Jake Martin
Developer and Extreme Sportsman
Land developer Jake Martin is always looking for the next challenge. A Florida native, Martin, 31, buys properties from Tampa to Anna Maria, building Key West-style houses that pay conscious tribute to the Florida seaside tradition.
He's also always looking for the next sport to conquer. "It started for vanity. I was a small 14-year-old and wanted to be big," he says. Martin tried every sport in high school-football, tennis, baseball and swimming-but it was in solitary and extreme sports that he found a second career.

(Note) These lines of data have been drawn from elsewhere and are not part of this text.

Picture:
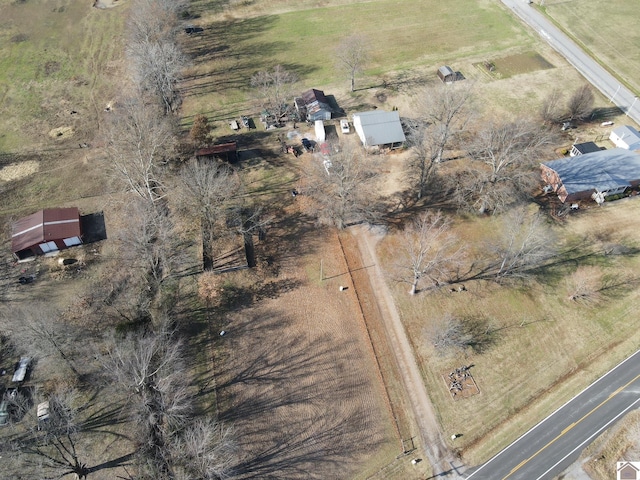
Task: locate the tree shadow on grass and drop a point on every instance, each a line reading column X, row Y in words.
column 297, row 407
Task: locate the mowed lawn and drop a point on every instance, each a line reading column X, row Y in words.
column 402, row 35
column 55, row 57
column 545, row 348
column 609, row 29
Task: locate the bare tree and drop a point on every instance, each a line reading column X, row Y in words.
column 343, row 187
column 502, row 172
column 443, row 110
column 274, row 90
column 156, row 60
column 352, row 55
column 206, row 192
column 205, row 450
column 431, row 250
column 150, row 243
column 151, row 369
column 42, row 332
column 448, row 333
column 200, row 130
column 139, row 143
column 551, row 111
column 156, row 67
column 580, row 105
column 526, row 243
column 51, row 448
column 585, row 285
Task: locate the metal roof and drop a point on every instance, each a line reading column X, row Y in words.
column 380, row 127
column 44, row 226
column 603, row 170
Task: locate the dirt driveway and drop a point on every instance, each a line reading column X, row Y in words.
column 383, row 316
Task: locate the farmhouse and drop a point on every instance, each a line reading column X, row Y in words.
column 625, row 137
column 313, row 105
column 446, row 74
column 606, row 172
column 379, row 128
column 46, row 231
column 223, row 151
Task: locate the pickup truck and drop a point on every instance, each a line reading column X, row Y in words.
column 21, row 369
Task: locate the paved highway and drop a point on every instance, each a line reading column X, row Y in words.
column 555, row 443
column 610, row 87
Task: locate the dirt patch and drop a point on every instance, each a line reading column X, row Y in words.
column 511, row 65
column 16, row 171
column 61, row 132
column 102, row 4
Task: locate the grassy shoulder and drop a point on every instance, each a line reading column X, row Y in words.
column 614, row 42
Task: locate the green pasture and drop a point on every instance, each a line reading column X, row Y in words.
column 403, row 35
column 55, row 57
column 606, row 29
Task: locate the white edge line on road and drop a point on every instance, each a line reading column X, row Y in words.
column 552, row 414
column 589, row 438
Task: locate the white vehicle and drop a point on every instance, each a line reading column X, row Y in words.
column 21, row 371
column 320, row 133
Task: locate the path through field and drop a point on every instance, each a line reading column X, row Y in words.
column 430, row 438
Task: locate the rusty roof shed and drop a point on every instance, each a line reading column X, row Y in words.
column 46, row 231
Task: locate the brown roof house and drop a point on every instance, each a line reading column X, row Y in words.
column 46, row 231
column 314, row 105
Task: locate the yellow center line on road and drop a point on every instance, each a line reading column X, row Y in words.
column 521, row 464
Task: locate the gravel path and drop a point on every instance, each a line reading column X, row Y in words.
column 433, row 445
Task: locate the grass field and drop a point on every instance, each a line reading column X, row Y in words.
column 303, row 36
column 544, row 348
column 50, row 66
column 607, row 29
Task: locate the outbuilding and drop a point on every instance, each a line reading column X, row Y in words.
column 602, row 173
column 379, row 128
column 313, row 105
column 46, row 231
column 446, row 74
column 625, row 137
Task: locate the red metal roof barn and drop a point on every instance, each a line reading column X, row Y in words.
column 46, row 231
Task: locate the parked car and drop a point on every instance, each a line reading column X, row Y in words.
column 4, row 410
column 21, row 369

Today, the surfer, snowboarder and amateur boxer follows a disciplined fitness routine. "A strong core-my shoulders, chest, abs, hips and back-is the source of my body's power, speed and coordination." Exercise is stress release. "If I don't work out hard I don't sleep, eat or digest well," Martin says. "I am deeply connected to my body and if that isn't up to form, I can't be. The discipline in dealing with injuries and ups and downs athletically, that's the same stuff I use in my business successes."
ROUTINE
"Cardiovascular workouts in the morning, usually at 6 a.m. Lately, I have been into a sprinter's routine, running 100-meter sprints as hard as I can for 40 minutes, three times a week. That is alternated with biking three times a week. The heart is the most important muscle, so I give mine a lot of attention. I do my core training and weights at the LifeStyles Gym on Cortez Road five days a week. Lots of lunges, jump rope and strength training. Also yoga if I am in the mood. A lot of leg training for snowboarding and surfing."
TIPS
- "Consistency is the key. In the last 15 years the most I have ever missed was five days, and that was to go on a surfing or snowboarding trip."
- "I always do what I hate to train first."
- "Eighty percent of fitness is clean living and a clean diet."
- "Even if you don't want to work out, work out. Sometimes those days you think will be the worst turn out to be the best."
Melinda Delpech
Attorney and Biker
For Sarasota attorney Melinda Delpech, 42, one of life's pleasures is rolling down Longboat Key after work on a silver Litespeed bicycle. Dressed in spandex shorts and a jersey that reads "Biker Chick," Delpech says she is "pounding out my day. I have my own practice in family law, and it is not an easy job. I don't look at scenery at all, just at the bike in front of me, or the road if I'm in front. I find peace when I ride for a long time."
Her training also girds Delpech for bike races. "The end of September we went 180 miles from St. Augustine to Daytona and back," she says. "Then it was the MS ride, from Tampa to Orlando and back. It was 185 miles over two days. Next is the Horrible Hundred in Claremont, Calif. You know from the name that is a grueling 100-miler. Lots of hills, and most Florida riders are not used to hills. Here, the biggest hill I ride is the Ringling Bridge."
Bottom line? "It keeps me sane," she says. "I don't know what I'd do with myself if I didn't ride."
ROUTINE
Monday and Thursday: 5 p.m, YMCA stair climber for 20 minutes, then Pilates class or an hour of weights.
Tuesday: 6 to 7:30 p.m., running clinic at Brookside Middle School.
Wednesday: 5 p.m., short bike ride (20 miles) with friends on Longboat, dinner at the Old Salty Dog on City Island.
Friday: the gym or laps over Ringling Bridge. "If I haven't missed any workouts all week, Friday is really my only day off, and then it is off to happy hour with my friends."
Saturdays and Sundays: 7 a.m., 40-mile ride back and forth on Longboat Key with the Sarasota Manatee Bike Club.
TIPS
"Just get out and do it. We all have excuses, but make exercise the priority and it turns into a habit and then becomes an addiction."
Dale O'HaraRealtor and Ironman
A committed ironman triathlon competitor, Re/Max real estate agent Dale O'Hara, 36, has a theory about winning. "I don't enjoy training. I love racing. When that starting gun goes off-whoa-that is what gives me all the juice I need. I'd be sitting on the couch watching football and drinking beer with the best of them if I didn't have to race."
An ironman triathlon consists of a 2.4-mile swim, a 112-mile bike race and a 26.2-mile marathon. It is a challenge for even the fittest athletes. "Physical preparation can take the emphasis, but it is the mental component of endurance racing I need. Sit on a bike for five hours pedaling as hard as I can after swimming through two and a half miles of waves, and the demons start coming out."